FIG. 1 is a block diagram showing the configuration of the present invention, FIG. 2 is an overall configuration diagram of an embodiment of the present invention, FIG. 3 is a flow chart showing a control routine of the same embodiment, and FIG. 3 is a time chart showing the state of each part in FIG. 1 ... Engine, 6 ... Air flow meter, 8 ... Throttle sensor, 10 ... Crank angle sensor, 11 ... Spark plug, 12
...... Ignition coil, 13 ...... Distributor, 20 ...... Control unit

Claims (1)

[Claims] 1. An engine operating state detecting means for detecting an operating state of an engine, a basic ignition timing setting means for setting a basic ignition timing based on the engine operating state detected by the operating state detecting means, and the operating state. Acceleration determination means for determining the acceleration state of the engine based on the engine operating state detected by the detection means, and timekeeping for measuring the elapsed time from the time when the acceleration determination means determines that the steady state has changed to the acceleration state.
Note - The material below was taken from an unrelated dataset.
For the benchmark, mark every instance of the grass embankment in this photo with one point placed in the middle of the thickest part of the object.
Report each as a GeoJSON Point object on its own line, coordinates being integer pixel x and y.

Means, first ignition timing correction means for correcting the basic ignition timing to a retarded side by a predetermined amount for a predetermined time after the start of measurement by the time measuring means, and after the predetermined time has elapsed after the start of measurement by the time measuring means,
A second ignition in which the ignition timing corrected by the first ignition timing correction means is used as an initial value, and the ignition timing is corrected according to the amount of change in a direction to suppress the engine rotation variation detected by the operating state detection means. A timing correction means; and an ignition signal output means for outputting an ignition signal to an ignition device at the ignition timing corrected by the first ignition timing correction means and the second ignition timing correction means. Ignition timing control device for internal combustion engine.